Os meus pais deixaram-me fazer a 3ª classe, graças ao Inácio do Marialves, que me dava pão e a professora que, quando se apercebeu, que eu passava fome, passou a dar-me todos os dias o caldo e por vezes presigo, escondido dos outros alunos. Também cheguei a ver dar o caldo ás filhas do Rija.
Era uma professora muito humana. Em nada a beliscaram na sua dignidade, os bolos da palmatória e as vergastadas que deu aos alunos. Eu levei bastantes. Os poucos alunos que ainda estão vivos, podem testemunhar o seu passado. (Ver Post, Escola da Aldeia, quando publicar).
Como, na freguesia, só havia uma única escola e apenas com uma sala, primeiro, eram escritos os filhos e filhas dos lavradores e das pessoas importantes, ligadas ao regime, depois eram escritos os filhos dos caseiros e por ultimo, os filhos dos Indigentes, se houvesse lugar na sala em redor das carteiras.
As autoridades daquela Época
Autoridades Policiais e Judiciais da freguesia do Rêgo, regidas pela Constituição Política Portuguesa, votada directamente pelo Povo em 19 de Março de 1933 e entrou em vigor no dia 11 de Abril de 1933. Tendo sido alterada por várias Leis posteriores.
Autoridade Judicial-Juiz de Paz era uma entidade existente na freguesia, com funções de auxiliar dos serviços da justiça.
Nas sedes do concelho, a função de juiz de paz, era inerente ao cargo de conservador do registo civil; nos restantes julgados de paz, era inerente, ao cargo de professor, do sexo masculino, do ensino primário, da sede da respectiva freguesia.
Em qualquer dos casos, a função era exercida independentemente de nomeação, diploma ou posse.
Nas sedes do concelho ou de freguesia em que não havia professor do sexo masculino, o cargo de juiz de paz era exercido por pessoa idónea, incluindo qualquer funcionário publico ou administrativo, era livremente nomeado e exonerado pelo ministro da justiça, sob proposta do juiz de direito.
Aos juízes de paz competia:
1º Praticar, por delegação de juiz de direito, ou do juiz municipal da respectiva comarca ou julgado, os actos seguintes:
Deferir o juramento a louvados, tutores, curadores, vogais do conselho de família e cabeça-de-casal; tal delegação era obrigatória quando a sede do
2º Fazer cumprir os mandados e as cartas, ofícios e telegramas para citação, notificação e afixação de editais;
3º Tomar conhecimento dos crimes ou infracções cometidas na área dos respectivos julgados, mandando lavrar auto de notícia;
4º Prender os delinquentes em flagrante delito ou quando fosse admissível a prisão sem culpa formada ou ainda por ordem do juiz, delegado ou autoridade competente;
5º Exercer as demais atribuições que lhes sejam conferidas por ele.
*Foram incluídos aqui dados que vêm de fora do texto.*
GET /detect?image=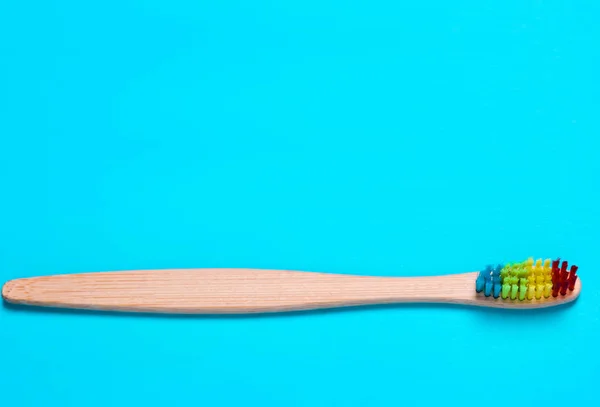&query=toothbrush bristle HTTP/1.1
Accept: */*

[475,257,578,301]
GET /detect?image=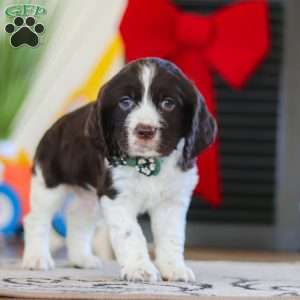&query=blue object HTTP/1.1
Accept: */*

[0,183,21,235]
[52,212,67,238]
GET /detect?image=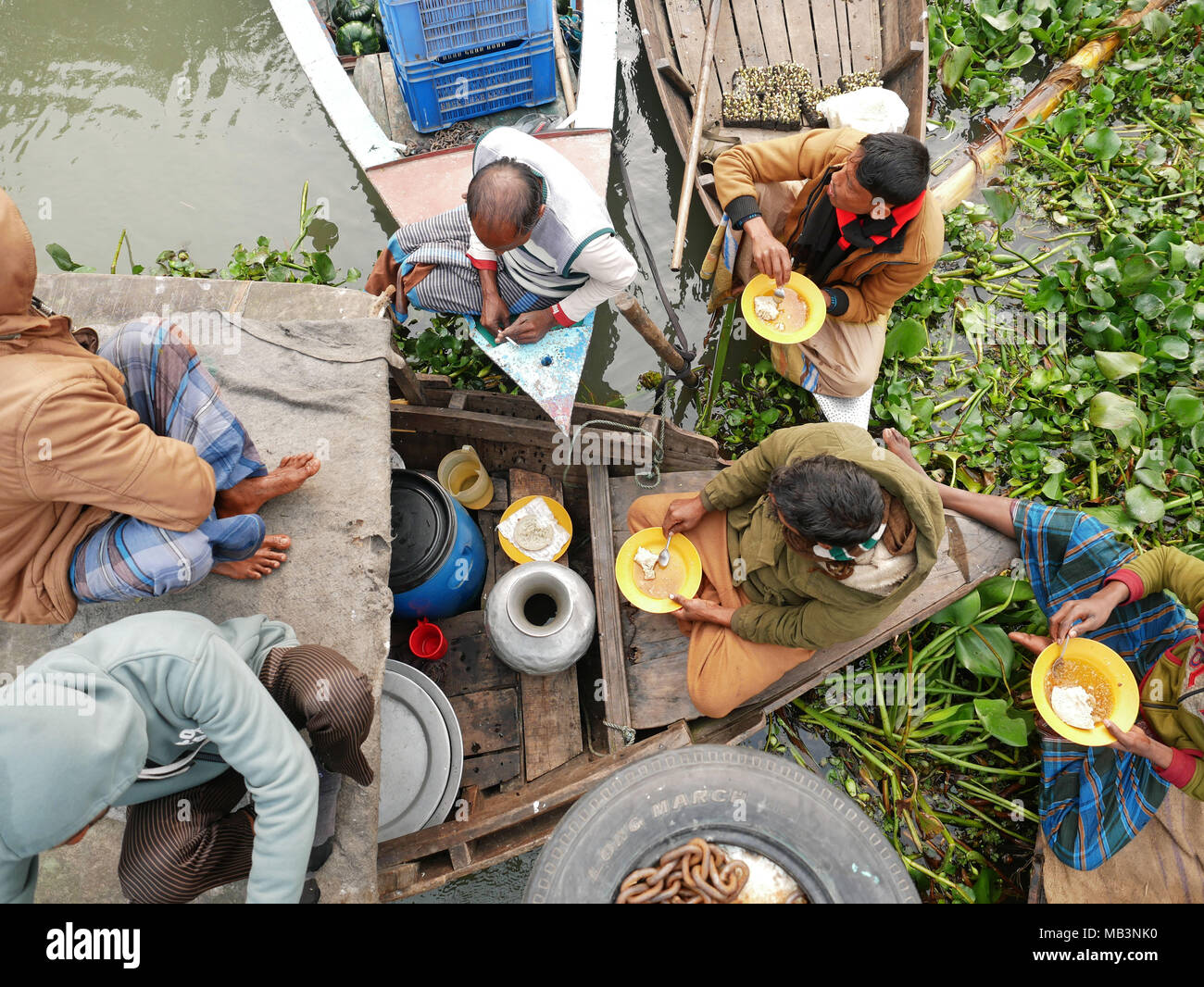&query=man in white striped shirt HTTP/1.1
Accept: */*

[368,128,637,344]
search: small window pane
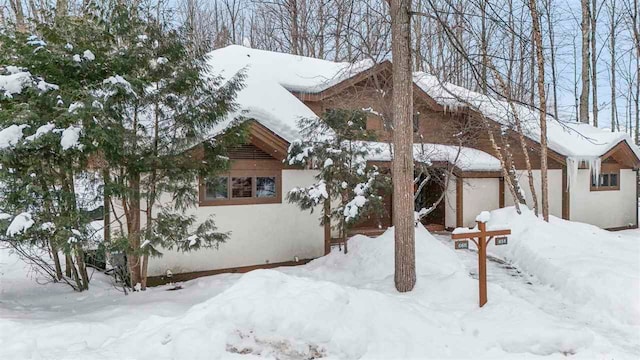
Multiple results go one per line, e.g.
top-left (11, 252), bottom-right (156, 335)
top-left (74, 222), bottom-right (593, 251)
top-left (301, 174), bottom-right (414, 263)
top-left (256, 176), bottom-right (276, 198)
top-left (231, 176), bottom-right (253, 198)
top-left (205, 176), bottom-right (229, 200)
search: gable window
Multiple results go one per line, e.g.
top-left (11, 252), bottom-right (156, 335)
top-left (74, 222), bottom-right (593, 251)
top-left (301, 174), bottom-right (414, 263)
top-left (204, 176), bottom-right (229, 200)
top-left (591, 168), bottom-right (620, 191)
top-left (200, 169), bottom-right (282, 206)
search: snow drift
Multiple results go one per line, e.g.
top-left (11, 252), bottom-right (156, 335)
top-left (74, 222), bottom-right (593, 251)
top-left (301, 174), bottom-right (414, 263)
top-left (489, 207), bottom-right (640, 325)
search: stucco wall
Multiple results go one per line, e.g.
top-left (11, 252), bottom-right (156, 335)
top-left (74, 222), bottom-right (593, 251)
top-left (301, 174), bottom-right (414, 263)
top-left (570, 169), bottom-right (637, 229)
top-left (504, 170), bottom-right (562, 218)
top-left (115, 170), bottom-right (324, 276)
top-left (462, 178), bottom-right (500, 227)
top-left (443, 176), bottom-right (457, 228)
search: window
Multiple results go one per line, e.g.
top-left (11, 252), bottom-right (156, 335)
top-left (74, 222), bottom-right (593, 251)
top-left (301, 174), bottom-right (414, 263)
top-left (200, 170), bottom-right (282, 206)
top-left (256, 176), bottom-right (277, 198)
top-left (591, 169), bottom-right (620, 191)
top-left (205, 176), bottom-right (229, 200)
top-left (231, 176), bottom-right (253, 199)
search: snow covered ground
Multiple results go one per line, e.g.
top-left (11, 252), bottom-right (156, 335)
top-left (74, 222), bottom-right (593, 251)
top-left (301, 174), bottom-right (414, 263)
top-left (0, 209), bottom-right (640, 359)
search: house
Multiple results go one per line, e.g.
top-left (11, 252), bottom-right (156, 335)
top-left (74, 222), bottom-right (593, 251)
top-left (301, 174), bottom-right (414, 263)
top-left (124, 45), bottom-right (640, 284)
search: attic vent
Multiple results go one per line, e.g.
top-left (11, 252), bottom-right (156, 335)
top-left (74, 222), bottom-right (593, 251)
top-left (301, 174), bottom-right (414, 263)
top-left (229, 144), bottom-right (273, 160)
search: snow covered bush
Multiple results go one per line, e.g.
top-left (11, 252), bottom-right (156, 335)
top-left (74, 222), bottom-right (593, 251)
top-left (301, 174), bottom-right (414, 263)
top-left (0, 18), bottom-right (110, 290)
top-left (91, 5), bottom-right (245, 290)
top-left (287, 110), bottom-right (389, 248)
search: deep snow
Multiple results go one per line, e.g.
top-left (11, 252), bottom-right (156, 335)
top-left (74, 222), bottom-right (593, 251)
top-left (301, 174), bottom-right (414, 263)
top-left (0, 210), bottom-right (640, 359)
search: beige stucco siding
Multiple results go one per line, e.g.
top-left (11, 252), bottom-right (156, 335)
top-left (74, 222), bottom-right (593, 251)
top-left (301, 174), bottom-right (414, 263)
top-left (570, 169), bottom-right (637, 229)
top-left (443, 176), bottom-right (457, 228)
top-left (462, 178), bottom-right (500, 227)
top-left (115, 170), bottom-right (324, 276)
top-left (504, 169), bottom-right (562, 218)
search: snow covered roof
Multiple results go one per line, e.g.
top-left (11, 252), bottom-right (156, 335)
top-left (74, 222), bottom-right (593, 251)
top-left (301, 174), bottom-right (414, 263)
top-left (207, 45), bottom-right (374, 142)
top-left (414, 72), bottom-right (640, 159)
top-left (208, 45), bottom-right (640, 159)
top-left (362, 141), bottom-right (502, 171)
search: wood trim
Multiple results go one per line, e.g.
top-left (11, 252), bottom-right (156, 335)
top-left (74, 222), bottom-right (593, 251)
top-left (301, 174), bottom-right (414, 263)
top-left (291, 60), bottom-right (392, 101)
top-left (453, 167), bottom-right (502, 178)
top-left (456, 177), bottom-right (464, 227)
top-left (147, 259), bottom-right (313, 286)
top-left (562, 165), bottom-right (571, 220)
top-left (600, 140), bottom-right (640, 169)
top-left (605, 224), bottom-right (638, 231)
top-left (324, 199), bottom-right (331, 255)
top-left (498, 177), bottom-right (504, 209)
top-left (249, 120), bottom-right (289, 161)
top-left (198, 169), bottom-right (282, 206)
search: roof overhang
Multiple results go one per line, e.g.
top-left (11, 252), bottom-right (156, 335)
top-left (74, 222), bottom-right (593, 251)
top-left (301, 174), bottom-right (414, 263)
top-left (600, 140), bottom-right (640, 169)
Os juízes de paz, podiam praticar os actos judiciais nos edifícios escolares das sedes dos seus cargos, mas a horas que não colidissem com as de professor.
UM JUIZ DE PAZ INDECENTE
O juiz de paz da freguesia do Rêgo, era o Russo da Tomada. Aquele verdugo, sentia prazer em prender ou mandar prender os Indigentes. Era conhecido como administrador e não como juiz de paz.
Quando o Cabo de ordens mandava alguém apresentar-se ao administrador, as pessoas ficavam trespassadas de medo.
Não eram só os Indigentes que se queixavam, caseiros e lavradores, sempre que se falava no “Russo da Tomada” A palavra que se ouvia era. O russo da tomada é um grande tratante.
Era um serventuário do regime fascista, que ultrapassava as funções que lhes tinham sido atribuídas.
Não sei o que ele terá feito a outos. Narro o que ele fez aos Indigentes
Os Indigentes, Francisco Lopes Vaz e Manuel Lopes Vaz, pai e filho, conhecidos pelo Pistola de Bolada, que era o meu avô e padrinho, e o meu pai, Manuel Lopes Vaz, Pistola de Vila Boa, foram-lhe entregues como prisioneiros, acusados por um crime de incêndio, que não cometeram, como adiante se verá, na história do Regedor.
O Russo da Tomada, massacrou-os para os obrigar a confessar um crime, que não fizeram.
Queria arrancar à força, a primeira confissão de incendiários, antes de os mandar para a cadeia.
Entraram ás oito horas da manhã e só à tarde foram levados para a cadeia da comarca.
A minha mãe ao meio-dia, levou um pote de caldo para o meu pai e o meu avô comerem. O famigerado juiz de paz, não os deixou comer o caldo.
Eu que acompanhei a minha mãe naquela diligência, quando vi o meu pai e o meu avô a chorar, a minha mãe aos gritos, comecei também a chorar.
A minha mãe, todos os dias à noite rezava o terço e pedia a Deus para que os presos fossem soltos. Clamava para Ele. Meu Deus! Soltai-os!
Pessoa muito temente a Deus, procurava daquela forma, encontrar alívio para o seu desespero. Filhos a passarem fome. Homem preso inocente.
Deixou de entrar em casa a jorna dos dias de trabalho. Foi uma grande desgraça, que nos aconteceu.
Aquele juiz de paz, era realmente um homem sem carácter. O meu pai, Manuel Lopes Vaz, o atrás citado “Pistola de Vila Boa” foi agredido à sacholada pelo "Tarneco" caseiro do lavrador, Soldado de Bolada e que o deixou ás portas da morte.
O juiz de paz, com perfeito conhecimento, de que o Indigente foi barbaramente agredido por uma fútil discussão, tomou o partido do agressor, e apresentou em tribunal uma pistola falsa, alegando que a mesma era pertença do meu pai, Manuel Lopes Vaz e que aquele a tinha apontado ao “Tarneco”, o que levou o agressor a agir em legitima defesa.
O agredido ficou em apuros.
Correu o risco de vir a ser condenado pelas falsas declarações do Russo da Tomada. O tal juiz de paz.
Valeram ao meu pai, três prestigiados lavradores, a quem aqui nestas memórias, presto a minha homenagem, aos senhores JOAQUIM dos POCINHOS, ANTÓNIO PEREIRA, todos do lugar de Vilaboa e o Sr. MANUEL PIMENTA DA CUNHA, do lugar de Bolada, que naquela altura era presidente de Junta de freguesia do Rêgo e padrinho de baptismo do meu pai, e pai do Abel Pimenta da Cunha que também foi presidente de Junta da Freguesia do Rêgo.